La défense du pouvoir d’achat :  un terrain inconfortable pour le Président candidat

Il est toujours difficile de communiquer pour un gouvernement sur le pouvoir d’achat. L’actuel, comme d’autres avant lui, ont pu l’expérimenter. La réalité statistique n’est que rarement la réalité vécue. Or, nier une réalité ressentie est toujours dévastateur pour le politique. La défiance à l’égard de l’Etat pour défendre le pouvoir d’achat des Français qu’Harris Interactive avait mesuré à l’automne dernier alors que le gouvernement cherchait à convaincre de l’augmentation du pouvoir d’achat particulièrement parmi les catégories populaires, peut être à cet égard perçu comme le révélateur d’une dissonance entre d’une part une réalité statistique tendant à prouver l’augmentation du pouvoir d’achat et la perception des Français. Si on ajoute à ce phénomène l’image qui a collé à Emmanuel Macron comme le sparadrap au doigt du capitaine Haddock de “Président des riches”, il y avait tous les ingrédients pour en faire un point de fragilité et une zone de danger pour sa candidature. Force est de constater qu’il n’en est rien pour le moment, probablement parce qu’il a su réagir rapidement. Emmanuel Macron a en effet perçu que, compte tenu du climat social, il s’exposait au danger pour un sortant que le pouvoir d’achat devienne le sujet majeur et que la campagne devienne vite un procès sur le bilan du sortant qui n’en a pas assez fait. 

 

La voie du “quoi qu’il en coûte” empruntée par l’ensemble des candidats  

Surveillant comme le lait sur le feu la situation sur le terrain de l’inflation, le gouvernement s’est empressé de multiplier les annonces en particulier dans le secteur de l’énergie. Gel du prix du gaz jusqu’à la fin de l’année, tarifs de l’électricité limitée à 4%, indemnité d’inflation pour les ménages les plus modestes, aide sur les carburants de 0,15€ de moins par litre à partir du 1er avril… le Président-candidat n’a pas lésiné sur les moyens. Ses challengers se mettant au diapason à coup de baisse de fiscalité ou  de hausse du salaire minimum, non plus! 

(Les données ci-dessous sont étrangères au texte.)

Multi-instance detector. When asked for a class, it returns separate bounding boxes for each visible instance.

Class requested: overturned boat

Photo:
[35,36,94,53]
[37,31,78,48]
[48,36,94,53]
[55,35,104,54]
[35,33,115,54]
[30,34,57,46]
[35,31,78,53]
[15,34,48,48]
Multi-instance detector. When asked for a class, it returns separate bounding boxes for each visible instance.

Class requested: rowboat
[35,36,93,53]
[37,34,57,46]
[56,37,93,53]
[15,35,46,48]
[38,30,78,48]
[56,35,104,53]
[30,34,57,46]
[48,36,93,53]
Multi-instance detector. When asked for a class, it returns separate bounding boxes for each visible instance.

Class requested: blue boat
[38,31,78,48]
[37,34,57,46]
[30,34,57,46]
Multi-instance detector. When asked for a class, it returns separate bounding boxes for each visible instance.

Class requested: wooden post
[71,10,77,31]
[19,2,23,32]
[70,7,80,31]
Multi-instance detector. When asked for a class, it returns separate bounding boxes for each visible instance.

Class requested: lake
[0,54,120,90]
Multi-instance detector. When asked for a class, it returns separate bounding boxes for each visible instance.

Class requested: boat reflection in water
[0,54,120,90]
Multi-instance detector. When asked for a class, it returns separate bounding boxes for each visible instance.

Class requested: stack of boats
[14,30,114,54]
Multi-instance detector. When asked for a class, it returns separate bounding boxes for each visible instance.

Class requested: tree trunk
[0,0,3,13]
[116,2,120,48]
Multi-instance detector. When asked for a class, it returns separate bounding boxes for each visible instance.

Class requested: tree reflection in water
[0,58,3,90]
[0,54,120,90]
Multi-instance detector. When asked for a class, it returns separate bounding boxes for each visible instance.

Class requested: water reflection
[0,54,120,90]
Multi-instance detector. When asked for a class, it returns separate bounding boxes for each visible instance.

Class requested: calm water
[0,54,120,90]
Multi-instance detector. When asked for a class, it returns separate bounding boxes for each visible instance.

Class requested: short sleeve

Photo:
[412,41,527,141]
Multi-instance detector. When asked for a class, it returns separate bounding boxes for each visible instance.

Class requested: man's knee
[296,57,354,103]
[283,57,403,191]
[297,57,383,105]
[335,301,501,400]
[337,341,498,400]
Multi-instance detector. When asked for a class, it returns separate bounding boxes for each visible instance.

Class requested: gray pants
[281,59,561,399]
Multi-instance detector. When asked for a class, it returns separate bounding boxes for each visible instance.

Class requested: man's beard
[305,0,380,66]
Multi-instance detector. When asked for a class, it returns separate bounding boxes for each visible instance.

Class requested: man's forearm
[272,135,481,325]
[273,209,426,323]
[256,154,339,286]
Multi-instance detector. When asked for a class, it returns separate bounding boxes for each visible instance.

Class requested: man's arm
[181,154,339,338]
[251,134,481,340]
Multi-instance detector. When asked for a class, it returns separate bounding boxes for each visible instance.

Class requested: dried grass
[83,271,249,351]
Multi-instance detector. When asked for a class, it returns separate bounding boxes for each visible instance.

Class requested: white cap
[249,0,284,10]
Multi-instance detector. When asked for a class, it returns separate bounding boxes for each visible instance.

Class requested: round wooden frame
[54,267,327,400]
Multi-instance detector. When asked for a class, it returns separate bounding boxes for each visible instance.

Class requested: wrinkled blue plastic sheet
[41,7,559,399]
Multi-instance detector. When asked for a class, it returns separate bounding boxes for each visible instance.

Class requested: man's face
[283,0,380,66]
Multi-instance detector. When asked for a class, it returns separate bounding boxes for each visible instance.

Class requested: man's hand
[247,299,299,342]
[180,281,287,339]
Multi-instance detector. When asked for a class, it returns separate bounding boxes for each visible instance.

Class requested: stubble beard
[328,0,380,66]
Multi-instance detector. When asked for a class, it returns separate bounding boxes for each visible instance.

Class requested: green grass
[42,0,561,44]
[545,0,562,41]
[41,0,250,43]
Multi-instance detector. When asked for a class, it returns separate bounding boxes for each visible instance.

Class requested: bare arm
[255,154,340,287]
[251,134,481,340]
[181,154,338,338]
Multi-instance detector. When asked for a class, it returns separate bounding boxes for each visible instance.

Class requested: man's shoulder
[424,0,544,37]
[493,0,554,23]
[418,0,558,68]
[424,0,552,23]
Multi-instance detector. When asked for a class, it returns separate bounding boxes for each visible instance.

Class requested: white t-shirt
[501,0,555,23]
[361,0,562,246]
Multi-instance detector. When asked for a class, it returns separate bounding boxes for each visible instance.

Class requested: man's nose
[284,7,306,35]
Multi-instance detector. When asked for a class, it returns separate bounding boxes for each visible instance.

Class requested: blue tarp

Des mesures qui ont toutes un coût pour les finances publiques… sans présenter pour autant de coût politique pour les candidats, car, contrairement aux précédentes campagnes, la question de la réduction de la dette publique a totalement disparu des débats, hormis peut-être au moment de l’entrée en campagne de Valérie Pécresse, laquelle accusait Emmanuel Macron d’avoir “cramé la caisse”. 

 

Le choix payant de Marine Le Pen d’avoir fait de la défense du pouvoir d’achat l’un de ses principaux thème de campagne

On peut faire l’hypothèse que Marine Le Pen tient sa qualification pour le deuxième tour grâce à ce positionnement politique. Elle semble être en effet perçue comme plus crédible sur ce terrain qu’Eric Zemmour, dont le meeting de Lille sur cette thématique n’avait pas convaincu. Il faut dire que Marine Le Pen dispose d’un socle électoral moins exposé à la guerre : un électorat jeune issu des catégories populaires, justement plus sensible aux questions de pouvoir d’achat.  Cet électorat est d’ailleurs sa force comme son talon d’Achille car le plus susceptible de s’abstenir. 

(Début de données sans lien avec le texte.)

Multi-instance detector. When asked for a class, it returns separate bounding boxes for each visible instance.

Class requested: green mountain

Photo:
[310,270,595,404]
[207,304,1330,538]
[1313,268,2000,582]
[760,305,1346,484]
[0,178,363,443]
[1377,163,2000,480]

De l’autre côté du spectre politique, la gauche aurait dû être favorisée par une campagne qui tourne autour du pouvoir d’achat. Il n’en est rien, du fait d’un double handicap de crédibilité. Le premier tient à son hostilité à l’énergie nucléaire (à la notable exception de Fabien Roussel), la source d’énergie parmi la moins chère. La seconde à sa volonté d’opérer une transition énergétique pour éviter “la fin du monde”, mais avec des conséquences sur “les fins de mois”.  

 

Ne sur-estimons pas l’impact de la thématique du pouvoir d’achat sur le vote ?

Alors que la politisation biographique liée à un parcours de vie prend le pas sur les processus de politisation idéologique, est-on bien certain que cette thématique du pouvoir d’achat sera déterminante dans le choix des Français et changera le cours de l’élection? Rien n’est moins sûr, d’autant que, nous le savons, les élections ne se gagnent pas sur des enjeux matérialistes, mais sur des systèmes de valeur et de croyance.